A probable female Black-eared Wheatear was seen at Fornebu yesterday evening so that was a good enough reason for me to get down there today. Unfortunately all the Wheatears I saw were bog standard Northern/Common but a pleasant time was had. Blue skies and almost no wind were not the best weather for finding something interesting and a female Redstart was the highlight on the passerine front. It took a while before I saw the tail on this bird as it skulked low down in a bush and I was thinking far rarer alternatives for a while. Alongside the Redstart was a Crested Tit in completely atypical habitat - sallow bushes in the middle of wasteland.
The nice weather did at least encourage the local raptors to show off with singles of Kestrel, Merlin, Sparrowhawk and Goshawk. The Kestrel was particularly showy and was mobbed by both the Merlin and Sparrowhawk in addition to local Crows and Jackdaws.
Lingering summer visitors were Yellow Wagtail, Chiffchaff, Blackcap and Swallow plus Dunnock.

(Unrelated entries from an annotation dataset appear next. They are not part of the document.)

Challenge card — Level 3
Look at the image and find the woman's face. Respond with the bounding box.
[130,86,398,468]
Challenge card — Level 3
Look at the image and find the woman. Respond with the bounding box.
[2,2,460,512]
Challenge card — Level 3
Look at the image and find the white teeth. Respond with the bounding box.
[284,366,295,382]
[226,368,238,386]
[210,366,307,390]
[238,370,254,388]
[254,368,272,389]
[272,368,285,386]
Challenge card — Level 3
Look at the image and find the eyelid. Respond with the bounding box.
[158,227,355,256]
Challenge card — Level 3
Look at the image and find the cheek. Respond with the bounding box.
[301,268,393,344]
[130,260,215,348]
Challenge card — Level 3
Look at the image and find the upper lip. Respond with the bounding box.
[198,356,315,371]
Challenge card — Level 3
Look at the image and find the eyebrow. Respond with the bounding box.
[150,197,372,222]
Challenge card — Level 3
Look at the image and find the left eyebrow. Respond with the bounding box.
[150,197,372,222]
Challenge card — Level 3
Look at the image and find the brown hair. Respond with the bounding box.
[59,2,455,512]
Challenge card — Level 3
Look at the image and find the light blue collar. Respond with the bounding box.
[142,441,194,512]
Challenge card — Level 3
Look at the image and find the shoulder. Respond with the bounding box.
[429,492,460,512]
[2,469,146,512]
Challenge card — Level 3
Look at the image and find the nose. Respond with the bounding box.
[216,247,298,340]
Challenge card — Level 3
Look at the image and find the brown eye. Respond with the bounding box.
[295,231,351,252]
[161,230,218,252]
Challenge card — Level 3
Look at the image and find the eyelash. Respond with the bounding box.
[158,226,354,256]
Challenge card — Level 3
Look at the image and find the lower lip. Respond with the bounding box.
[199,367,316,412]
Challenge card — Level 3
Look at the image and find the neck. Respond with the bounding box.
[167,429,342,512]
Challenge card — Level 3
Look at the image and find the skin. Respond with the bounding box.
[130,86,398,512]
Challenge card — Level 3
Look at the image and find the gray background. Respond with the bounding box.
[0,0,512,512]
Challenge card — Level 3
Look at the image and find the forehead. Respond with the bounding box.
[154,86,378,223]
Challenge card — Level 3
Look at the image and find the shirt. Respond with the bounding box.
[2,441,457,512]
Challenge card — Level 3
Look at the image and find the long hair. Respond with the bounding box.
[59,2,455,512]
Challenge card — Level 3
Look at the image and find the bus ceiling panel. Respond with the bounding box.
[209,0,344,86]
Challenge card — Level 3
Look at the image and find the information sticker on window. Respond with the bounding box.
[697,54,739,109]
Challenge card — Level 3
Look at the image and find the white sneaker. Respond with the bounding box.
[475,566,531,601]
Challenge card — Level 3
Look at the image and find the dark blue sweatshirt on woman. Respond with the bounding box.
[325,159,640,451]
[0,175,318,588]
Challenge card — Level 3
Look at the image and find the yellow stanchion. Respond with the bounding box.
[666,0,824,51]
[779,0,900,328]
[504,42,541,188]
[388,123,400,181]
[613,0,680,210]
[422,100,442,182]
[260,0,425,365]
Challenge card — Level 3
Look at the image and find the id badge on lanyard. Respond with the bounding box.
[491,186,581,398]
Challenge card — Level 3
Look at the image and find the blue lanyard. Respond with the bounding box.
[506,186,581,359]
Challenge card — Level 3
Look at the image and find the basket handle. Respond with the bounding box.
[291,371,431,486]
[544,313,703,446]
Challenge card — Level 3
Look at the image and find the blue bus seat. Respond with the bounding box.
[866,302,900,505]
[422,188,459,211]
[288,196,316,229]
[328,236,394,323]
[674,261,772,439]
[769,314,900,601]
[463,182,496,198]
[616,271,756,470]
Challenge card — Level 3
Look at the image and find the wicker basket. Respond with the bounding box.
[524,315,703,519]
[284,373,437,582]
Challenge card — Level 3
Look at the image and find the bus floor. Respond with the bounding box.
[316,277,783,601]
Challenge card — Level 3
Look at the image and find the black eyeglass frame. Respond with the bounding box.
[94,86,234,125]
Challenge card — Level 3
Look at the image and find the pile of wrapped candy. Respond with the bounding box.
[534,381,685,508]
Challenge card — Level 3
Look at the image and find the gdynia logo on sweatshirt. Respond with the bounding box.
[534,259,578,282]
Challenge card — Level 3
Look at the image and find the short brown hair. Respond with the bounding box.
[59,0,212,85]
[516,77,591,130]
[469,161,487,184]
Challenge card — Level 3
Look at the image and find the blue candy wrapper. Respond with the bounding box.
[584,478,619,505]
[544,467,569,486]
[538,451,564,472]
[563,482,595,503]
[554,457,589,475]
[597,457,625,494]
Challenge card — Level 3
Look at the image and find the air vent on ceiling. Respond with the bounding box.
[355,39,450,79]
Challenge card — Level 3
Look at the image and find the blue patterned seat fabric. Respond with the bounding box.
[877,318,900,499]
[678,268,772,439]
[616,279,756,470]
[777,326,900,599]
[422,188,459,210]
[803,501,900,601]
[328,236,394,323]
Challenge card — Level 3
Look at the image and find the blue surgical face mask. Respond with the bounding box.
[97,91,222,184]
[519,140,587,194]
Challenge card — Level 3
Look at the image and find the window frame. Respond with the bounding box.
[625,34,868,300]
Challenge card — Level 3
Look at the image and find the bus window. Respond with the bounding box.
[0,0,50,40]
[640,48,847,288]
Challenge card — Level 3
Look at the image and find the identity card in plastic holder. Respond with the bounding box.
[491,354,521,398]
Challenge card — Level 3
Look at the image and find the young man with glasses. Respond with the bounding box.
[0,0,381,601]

I decided to pay attention to the Cormorants today as both subspecies (Carbo and Sinensis) have been reported and sure enough I found both to be present. The following photo has a Carbo (the northern cliff nesting subspecies) on the left and 2 Sinensis (the southern tree nesting subspecies) on the right.

How do you tell them apart? Well the differences are rather subtle. If you click on the picture you will see a large higher resolution version which will help. On the bird on the left notice how the angle of the gape (the innermost area of the yellow around the bill) is rather actute whereas on the righthand bird it is squared off. Additionally notice that the right hand bird has far more yellow around the bill (this is called the gular area) and less white surrounding the yellow than the left hand bird.
Definitely subtle differences but there are enough behaviourally differences for them to be classified as subspecies although here they seem to be quite happy hanging out together.